The Jane Street allegations circulated alongside claims that the firm could programmatically sell spot Bitcoin at the U.S. market open to push prices lower and then buy IBIT at a discount. Critics cited Jane Street’s reported holdings to support the theory. But exchanges’ and on-chain flow data examined by researchers did not show the clear, repeatable signals the narrative implies, and crypto-market specialists emphasize that similar trading mechanics are industry-standard rather than evidence of manipulation by one actor.
Meanwhile, U.S.-listed spot Bitcoin exchange-traded products saw a reversal after five straight weeks of outflows. Farside Investors data showed the funds recorded more than $1 billion of inflows across three consecutive days this week, with roughly $254 million in cumulative inflows on Thursday alone. The renewed demand for spot ETFs highlights persistent institutional and retail appetite for regulated crypto exposure.
Ether market activity also drew attention. Ethereum co-founder Vitalik Buterin trimmed about 17,000 ETH from his tracked combined balance over the last month after allocating roughly $45 million toward privacy-focused initiatives. Arkham-tracked wallets collectively fell from about 241,000 ETH in early February to roughly 224,000 ETH, and on-chain evidence suggests many of the sales were executed through the DEX aggregator CoW Protocol in several smaller swaps — a common technique to limit market impact.
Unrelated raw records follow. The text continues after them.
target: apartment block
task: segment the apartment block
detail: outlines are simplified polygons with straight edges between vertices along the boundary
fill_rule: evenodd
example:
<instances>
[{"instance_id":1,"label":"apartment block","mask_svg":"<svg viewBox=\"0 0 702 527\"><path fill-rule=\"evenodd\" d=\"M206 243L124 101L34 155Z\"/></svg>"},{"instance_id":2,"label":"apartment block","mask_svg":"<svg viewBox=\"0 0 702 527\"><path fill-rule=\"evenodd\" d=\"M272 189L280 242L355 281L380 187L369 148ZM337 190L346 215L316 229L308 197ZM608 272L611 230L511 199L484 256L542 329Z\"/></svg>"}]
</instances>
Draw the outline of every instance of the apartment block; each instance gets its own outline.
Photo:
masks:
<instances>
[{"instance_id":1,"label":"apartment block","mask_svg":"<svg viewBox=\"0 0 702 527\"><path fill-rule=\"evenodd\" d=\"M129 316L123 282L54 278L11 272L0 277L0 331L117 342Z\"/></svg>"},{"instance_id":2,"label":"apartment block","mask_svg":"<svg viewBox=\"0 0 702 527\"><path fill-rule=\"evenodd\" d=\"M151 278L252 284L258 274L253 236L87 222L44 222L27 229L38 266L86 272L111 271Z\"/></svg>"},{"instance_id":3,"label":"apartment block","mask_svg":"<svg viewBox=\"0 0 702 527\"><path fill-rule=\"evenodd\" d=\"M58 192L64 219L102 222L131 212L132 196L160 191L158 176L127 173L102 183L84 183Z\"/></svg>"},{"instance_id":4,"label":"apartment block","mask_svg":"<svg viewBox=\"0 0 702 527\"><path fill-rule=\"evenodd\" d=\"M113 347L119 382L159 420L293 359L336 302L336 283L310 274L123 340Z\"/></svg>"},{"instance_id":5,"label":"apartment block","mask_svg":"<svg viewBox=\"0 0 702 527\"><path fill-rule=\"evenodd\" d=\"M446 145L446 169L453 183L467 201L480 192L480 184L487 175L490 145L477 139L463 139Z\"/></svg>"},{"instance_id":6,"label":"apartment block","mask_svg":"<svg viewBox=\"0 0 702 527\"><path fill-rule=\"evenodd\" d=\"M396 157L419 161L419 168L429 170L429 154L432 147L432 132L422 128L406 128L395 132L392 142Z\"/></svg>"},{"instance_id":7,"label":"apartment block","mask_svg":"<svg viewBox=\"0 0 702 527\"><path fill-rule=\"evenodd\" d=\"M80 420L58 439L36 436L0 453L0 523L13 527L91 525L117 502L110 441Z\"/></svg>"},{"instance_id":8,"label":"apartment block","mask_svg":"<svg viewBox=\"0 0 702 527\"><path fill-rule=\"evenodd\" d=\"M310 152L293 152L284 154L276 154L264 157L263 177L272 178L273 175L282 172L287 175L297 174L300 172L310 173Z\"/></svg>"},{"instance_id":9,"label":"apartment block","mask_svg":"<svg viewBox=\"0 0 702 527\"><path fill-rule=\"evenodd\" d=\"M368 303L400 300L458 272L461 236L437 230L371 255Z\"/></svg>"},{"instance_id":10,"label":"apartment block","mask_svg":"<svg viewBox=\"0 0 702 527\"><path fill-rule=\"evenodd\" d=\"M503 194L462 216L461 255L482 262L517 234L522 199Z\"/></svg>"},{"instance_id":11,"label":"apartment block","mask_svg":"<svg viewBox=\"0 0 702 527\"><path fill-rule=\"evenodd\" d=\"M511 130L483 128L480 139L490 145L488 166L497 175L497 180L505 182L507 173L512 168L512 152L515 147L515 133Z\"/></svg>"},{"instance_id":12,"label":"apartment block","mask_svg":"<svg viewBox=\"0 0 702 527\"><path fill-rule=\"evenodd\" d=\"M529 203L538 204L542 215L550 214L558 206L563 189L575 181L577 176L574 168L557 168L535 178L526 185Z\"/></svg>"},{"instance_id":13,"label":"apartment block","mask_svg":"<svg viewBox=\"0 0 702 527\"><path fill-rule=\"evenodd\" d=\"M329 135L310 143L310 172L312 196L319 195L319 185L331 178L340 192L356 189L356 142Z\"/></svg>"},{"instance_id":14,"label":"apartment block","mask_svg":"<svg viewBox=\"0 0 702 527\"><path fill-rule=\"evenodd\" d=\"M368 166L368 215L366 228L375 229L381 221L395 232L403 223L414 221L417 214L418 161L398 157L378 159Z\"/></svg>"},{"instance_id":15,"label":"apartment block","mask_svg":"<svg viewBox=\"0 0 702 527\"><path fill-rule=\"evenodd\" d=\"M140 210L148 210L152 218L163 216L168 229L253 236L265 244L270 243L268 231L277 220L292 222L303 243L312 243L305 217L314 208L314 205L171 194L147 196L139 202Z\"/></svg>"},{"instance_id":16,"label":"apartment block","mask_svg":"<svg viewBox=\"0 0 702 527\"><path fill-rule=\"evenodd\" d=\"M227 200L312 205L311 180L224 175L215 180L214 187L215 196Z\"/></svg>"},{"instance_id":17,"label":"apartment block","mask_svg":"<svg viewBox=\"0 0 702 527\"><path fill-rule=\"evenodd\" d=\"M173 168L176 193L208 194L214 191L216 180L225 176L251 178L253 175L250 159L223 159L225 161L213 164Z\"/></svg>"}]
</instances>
Corporate Ether treasuries felt the pressure as ETH’s price declined. Reporting showed that leading corporate ETH holder Bitmine Immersion Technologies incurred substantial unrealized losses after ETH dropped roughly 60% over six months and fell below the company’s average acquisition cost (reported near $3,843 per token). Some trackers estimated paper losses near $8.8 billion. Despite those losses, Bitmine reportedly continued to buy, adding 45,749 ETH at an average cost close to $1,992 per token in a recent purchase. The company attracted increased interest from institutional investors — including Morgan Stanley, Ark Invest and BlackRock — in late 2025 even as its stock had fallen about 59% over the prior six months.
In decentralized finance, Aave announced a milestone of more than $1 trillion in cumulative lending volume, the first time a DeFi lending protocol has reached that mark. Aave Labs CEO Stani Kulechov described the milestone as progress toward positioning Aave as a liquidity network for builders, banks and fintechs. Aave’s institutional product, Aave Horizon, launched to let traditional finance firms borrow stablecoins against real-world assets, with early participants named as VanEck, WisdomTree and Securitize. Aave currently secures over $27.2 billion in total value locked (TVL) and generated roughly $83.3 million in fees over the past 30 days, significantly outpacing nearby competitors.
Curve Finance founder Michael Egorov argued that DeFi must shift away from inflationary token emissions and toward protocol models that generate sustainable revenue. He said yields should derive from real revenue streams instead of token inflation, noting that the speculative premium which drove earlier TVL growth has faded and users now evaluate risks more critically. DeFi’s TVL has declined about 38% over six months, falling from roughly $158 billion in August 2025 to about $98 billion recently, underscoring the sector’s ongoing reevaluation.
Market overview: data from Cointelegraph Markets Pro and TradingView showed most of the top 100 cryptocurrencies closed the week in positive territory. Pippin (PIPPIN) led gains among the top 100, rising about 55% for the week, followed by Decred (DCR) with a gain above 44%. Observers say TVL and shifting liquidity patterns remain key metrics to watch as institutional participation and on-chain activity evolve.
This report summarizes public filings, on-chain metrics and market data; readers are encouraged to independently verify details and consult original sources.